With its membership at about 400, the alliance might find it hard to
achieve some of its more ambitious, longer-term goals. The group is
discussing whether to push for a law in New York that would make models
employees, rather than independent contractors. Under federal law,
contractors cannot sue for sexual harassment or discrimination. Another
idea is to fight to revamp the standard model’s contract. Such contracts
bind models to an agency, but do not create any duty on the agency to
help find them work.
The alliance has faced little criticism from the industry — perhaps
because its strategy so far, as Professor Scafidi described it, has been
more “Erasmus not Luther — to work inside, to forge alliances, not to
nail one’s complaints on the Fashion Week tents.”

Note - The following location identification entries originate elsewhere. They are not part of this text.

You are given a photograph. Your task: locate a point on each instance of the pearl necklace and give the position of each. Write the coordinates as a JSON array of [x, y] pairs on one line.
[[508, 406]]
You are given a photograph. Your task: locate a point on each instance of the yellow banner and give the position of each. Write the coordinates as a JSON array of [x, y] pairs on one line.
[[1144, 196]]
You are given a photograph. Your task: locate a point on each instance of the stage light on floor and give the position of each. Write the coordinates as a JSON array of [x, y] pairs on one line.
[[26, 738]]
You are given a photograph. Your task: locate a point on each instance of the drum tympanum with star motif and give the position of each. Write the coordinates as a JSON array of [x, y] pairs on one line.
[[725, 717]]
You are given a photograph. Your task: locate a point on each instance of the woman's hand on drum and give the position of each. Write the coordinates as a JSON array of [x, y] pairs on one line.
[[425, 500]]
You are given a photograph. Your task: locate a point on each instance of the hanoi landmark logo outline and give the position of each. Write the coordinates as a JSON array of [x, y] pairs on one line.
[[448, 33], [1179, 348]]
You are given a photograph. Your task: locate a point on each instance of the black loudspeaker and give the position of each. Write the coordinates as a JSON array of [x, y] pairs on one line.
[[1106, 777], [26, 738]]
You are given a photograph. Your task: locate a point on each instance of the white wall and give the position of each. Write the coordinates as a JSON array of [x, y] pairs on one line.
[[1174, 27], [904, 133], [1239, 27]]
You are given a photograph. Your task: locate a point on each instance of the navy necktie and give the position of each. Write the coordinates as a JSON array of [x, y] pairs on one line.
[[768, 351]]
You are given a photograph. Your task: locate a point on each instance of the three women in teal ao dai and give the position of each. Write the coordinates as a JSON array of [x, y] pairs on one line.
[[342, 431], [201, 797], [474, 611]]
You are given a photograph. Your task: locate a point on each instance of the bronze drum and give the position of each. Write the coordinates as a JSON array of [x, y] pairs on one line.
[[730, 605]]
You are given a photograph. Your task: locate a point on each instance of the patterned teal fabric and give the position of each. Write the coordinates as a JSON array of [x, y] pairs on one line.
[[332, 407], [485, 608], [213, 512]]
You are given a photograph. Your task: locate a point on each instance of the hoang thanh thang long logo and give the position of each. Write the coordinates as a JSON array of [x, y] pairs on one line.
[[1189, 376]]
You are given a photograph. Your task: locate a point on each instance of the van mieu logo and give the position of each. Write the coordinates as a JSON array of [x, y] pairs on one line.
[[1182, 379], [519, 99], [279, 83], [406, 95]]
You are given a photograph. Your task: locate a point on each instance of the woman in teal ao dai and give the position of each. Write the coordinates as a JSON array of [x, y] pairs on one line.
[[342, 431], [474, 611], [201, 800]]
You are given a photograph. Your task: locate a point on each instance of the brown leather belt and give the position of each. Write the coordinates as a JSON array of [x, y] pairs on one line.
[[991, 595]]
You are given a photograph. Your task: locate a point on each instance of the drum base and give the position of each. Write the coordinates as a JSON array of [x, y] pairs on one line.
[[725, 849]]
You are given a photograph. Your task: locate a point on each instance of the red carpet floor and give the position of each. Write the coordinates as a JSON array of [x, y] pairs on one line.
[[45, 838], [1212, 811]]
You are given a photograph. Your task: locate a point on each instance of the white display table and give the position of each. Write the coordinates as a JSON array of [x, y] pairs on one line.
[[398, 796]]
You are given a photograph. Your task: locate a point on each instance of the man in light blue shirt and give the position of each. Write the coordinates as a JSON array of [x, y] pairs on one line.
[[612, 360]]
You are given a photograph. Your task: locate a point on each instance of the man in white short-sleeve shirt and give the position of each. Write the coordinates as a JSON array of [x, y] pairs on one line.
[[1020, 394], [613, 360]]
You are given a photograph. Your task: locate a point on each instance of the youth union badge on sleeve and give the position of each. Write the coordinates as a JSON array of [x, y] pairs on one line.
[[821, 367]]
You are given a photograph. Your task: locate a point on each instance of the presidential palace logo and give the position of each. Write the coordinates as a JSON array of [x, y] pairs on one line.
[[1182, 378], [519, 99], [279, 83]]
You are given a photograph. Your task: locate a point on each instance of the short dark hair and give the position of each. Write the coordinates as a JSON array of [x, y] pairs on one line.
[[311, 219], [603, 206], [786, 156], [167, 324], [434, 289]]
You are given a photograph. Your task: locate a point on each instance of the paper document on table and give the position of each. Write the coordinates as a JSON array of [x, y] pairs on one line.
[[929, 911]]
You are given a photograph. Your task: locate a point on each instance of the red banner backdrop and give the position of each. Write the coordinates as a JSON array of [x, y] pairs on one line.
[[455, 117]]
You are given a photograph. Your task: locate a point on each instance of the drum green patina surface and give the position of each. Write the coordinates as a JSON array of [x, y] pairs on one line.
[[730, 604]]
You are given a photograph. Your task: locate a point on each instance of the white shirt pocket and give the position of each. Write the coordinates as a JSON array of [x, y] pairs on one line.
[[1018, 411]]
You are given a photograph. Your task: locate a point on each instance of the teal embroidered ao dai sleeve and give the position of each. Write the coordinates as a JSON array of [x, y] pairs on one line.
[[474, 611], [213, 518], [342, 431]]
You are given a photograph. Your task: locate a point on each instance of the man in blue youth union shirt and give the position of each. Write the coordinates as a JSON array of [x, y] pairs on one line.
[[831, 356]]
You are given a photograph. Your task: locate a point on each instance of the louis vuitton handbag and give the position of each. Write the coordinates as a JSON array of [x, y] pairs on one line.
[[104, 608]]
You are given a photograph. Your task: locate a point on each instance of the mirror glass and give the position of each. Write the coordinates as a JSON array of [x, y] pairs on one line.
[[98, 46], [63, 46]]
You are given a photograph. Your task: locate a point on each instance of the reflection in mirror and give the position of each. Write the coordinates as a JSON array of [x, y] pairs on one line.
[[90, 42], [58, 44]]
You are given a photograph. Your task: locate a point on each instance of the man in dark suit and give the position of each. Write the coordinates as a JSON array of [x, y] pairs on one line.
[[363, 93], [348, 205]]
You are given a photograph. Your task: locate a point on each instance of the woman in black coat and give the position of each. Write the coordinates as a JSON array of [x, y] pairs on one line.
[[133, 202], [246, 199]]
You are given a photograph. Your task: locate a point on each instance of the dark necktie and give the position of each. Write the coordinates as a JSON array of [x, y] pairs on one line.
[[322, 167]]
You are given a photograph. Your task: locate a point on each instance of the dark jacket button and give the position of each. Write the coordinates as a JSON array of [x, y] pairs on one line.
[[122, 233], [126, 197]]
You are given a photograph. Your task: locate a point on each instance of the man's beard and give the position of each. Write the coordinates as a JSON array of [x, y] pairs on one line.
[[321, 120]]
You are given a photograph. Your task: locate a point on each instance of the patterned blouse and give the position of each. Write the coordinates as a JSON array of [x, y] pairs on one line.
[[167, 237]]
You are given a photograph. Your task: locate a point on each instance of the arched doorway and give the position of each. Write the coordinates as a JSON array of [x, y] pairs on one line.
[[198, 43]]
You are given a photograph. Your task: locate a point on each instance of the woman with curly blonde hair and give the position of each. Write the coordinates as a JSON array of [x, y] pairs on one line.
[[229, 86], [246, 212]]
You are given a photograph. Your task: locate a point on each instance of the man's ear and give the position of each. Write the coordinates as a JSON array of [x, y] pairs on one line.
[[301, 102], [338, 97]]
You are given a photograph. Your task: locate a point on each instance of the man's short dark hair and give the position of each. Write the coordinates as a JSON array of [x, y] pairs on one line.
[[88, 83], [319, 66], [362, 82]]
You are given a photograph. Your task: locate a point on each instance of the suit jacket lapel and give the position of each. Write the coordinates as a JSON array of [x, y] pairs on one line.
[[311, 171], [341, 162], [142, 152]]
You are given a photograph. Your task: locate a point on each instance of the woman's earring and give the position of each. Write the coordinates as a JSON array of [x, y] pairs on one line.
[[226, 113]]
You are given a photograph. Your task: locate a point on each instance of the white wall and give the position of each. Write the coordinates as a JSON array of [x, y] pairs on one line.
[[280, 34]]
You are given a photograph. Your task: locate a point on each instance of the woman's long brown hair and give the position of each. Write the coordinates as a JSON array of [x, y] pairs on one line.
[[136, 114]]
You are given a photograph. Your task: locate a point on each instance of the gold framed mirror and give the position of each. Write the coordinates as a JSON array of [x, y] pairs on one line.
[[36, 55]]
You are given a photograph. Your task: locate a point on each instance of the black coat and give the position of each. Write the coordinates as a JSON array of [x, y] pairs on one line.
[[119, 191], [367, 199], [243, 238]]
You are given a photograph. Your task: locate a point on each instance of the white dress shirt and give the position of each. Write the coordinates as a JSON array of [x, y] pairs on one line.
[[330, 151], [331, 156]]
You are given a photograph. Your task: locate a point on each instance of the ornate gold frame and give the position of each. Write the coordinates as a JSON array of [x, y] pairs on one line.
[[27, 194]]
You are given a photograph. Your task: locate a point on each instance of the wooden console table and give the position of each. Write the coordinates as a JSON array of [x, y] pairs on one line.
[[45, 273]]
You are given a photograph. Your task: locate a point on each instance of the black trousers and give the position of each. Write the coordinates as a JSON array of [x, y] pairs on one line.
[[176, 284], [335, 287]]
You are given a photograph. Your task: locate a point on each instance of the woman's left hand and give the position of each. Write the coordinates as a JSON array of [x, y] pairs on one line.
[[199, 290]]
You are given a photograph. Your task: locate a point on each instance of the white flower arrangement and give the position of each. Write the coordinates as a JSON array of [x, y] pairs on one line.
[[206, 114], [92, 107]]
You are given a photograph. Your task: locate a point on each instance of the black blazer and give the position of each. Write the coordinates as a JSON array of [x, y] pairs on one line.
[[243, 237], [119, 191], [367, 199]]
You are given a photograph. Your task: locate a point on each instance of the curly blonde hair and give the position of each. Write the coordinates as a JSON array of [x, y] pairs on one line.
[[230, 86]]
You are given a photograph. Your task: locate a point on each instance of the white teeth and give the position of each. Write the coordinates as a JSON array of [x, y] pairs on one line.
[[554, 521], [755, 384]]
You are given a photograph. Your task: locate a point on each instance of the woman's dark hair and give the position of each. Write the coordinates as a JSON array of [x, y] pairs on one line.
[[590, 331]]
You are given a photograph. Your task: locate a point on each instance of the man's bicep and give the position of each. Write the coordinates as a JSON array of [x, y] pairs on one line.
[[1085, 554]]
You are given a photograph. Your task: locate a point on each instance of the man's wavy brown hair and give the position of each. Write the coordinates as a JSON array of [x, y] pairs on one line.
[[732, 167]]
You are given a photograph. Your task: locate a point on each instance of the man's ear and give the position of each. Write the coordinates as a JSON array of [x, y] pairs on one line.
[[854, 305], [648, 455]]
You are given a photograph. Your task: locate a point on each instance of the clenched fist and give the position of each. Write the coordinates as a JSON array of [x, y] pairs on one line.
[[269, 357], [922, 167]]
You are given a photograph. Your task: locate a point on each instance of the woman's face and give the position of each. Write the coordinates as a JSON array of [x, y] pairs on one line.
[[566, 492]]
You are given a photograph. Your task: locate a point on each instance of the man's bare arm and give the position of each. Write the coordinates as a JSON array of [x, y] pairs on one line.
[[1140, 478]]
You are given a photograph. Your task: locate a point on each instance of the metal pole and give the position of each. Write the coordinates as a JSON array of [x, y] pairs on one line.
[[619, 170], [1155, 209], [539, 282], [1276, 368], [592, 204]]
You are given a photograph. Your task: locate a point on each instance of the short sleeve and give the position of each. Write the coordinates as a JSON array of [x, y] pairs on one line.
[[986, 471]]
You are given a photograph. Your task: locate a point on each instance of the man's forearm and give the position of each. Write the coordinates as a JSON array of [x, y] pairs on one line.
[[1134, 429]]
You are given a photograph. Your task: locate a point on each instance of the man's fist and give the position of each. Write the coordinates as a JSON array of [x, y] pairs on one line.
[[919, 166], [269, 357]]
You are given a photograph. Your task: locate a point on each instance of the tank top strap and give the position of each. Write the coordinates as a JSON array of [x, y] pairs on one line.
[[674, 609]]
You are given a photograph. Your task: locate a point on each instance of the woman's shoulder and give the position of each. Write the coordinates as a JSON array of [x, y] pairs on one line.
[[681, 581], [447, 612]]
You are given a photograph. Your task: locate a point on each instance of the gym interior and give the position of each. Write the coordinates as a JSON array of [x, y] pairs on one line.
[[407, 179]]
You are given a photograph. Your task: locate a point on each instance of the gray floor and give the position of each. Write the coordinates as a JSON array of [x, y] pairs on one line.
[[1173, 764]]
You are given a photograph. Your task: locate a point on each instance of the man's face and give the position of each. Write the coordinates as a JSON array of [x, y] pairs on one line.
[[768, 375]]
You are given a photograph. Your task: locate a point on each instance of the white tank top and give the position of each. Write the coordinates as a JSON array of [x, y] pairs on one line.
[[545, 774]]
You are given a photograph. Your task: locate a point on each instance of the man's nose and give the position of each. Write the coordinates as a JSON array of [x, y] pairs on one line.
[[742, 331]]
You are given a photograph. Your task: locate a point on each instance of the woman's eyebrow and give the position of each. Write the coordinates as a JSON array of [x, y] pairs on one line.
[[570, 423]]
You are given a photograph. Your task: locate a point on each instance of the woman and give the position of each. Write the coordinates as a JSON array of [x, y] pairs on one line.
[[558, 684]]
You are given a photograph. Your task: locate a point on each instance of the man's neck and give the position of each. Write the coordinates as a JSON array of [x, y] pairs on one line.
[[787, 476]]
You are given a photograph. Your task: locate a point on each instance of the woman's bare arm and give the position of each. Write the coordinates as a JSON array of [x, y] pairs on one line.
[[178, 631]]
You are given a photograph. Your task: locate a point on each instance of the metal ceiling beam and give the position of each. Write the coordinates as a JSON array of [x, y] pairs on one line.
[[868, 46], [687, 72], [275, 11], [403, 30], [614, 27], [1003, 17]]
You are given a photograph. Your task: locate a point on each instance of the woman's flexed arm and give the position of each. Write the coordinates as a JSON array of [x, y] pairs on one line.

Nicole Miller, the designer, said she welcomed the new group. “It’s
definitely needed because all other industries have something like this,
and we’re the one industry that didn’t,” she said.
But she said for many designers, the jury is still out about the alliance. “I think we have to wait and see,” she said.
Steven Kolb, chief executive of the Council of Fashion Designers of
America, said his group worked with the alliance in supporting the child
model law, noting that his council recommends that designers not use
models under age 16 on Fashion Week runways.
But his group has sometimes differed with the alliance. Ms. Ziff, for
example, objected to his council’s decision to team up with Organic
Avenue, a chain that sells juices, food cleansing programs and snacks,
contending that the partnership would put even more pressure on models
to lose weight.
Mr. Kolb dismissed such criticisms, saying the effort was aimed at improving nutrition.
For veterans like Ms. Ziff and Ms. Rocha, who has done dozens of fashion
covers as well as campaigns for Chanel and Dior, the alliance offers a
chance to achieve lasting change.
At 16, Ms. Rocha recalled that she was 108 pounds and 5-feet-11. Still,
she said her agency pressured her to lose weight.
Years later, Anna Wintour, the longtime Vogue editor who now is artistic
director for Condé Nast, Vogue’s parent, invited Ms. Rocha to join a
panel on how to improve the industry. Ms. Wintour, she said, “made me
think I could really help change the industry to the good if I found the
right place.” For her, that place is the Model Alliance.
“I want to leave the industry as not just someone who had some covers
and some campaigns, but as someone who improved the industry,” Ms. Rocha
said.
“It’s a great industry. I love it. But like all industries, it needs some change.”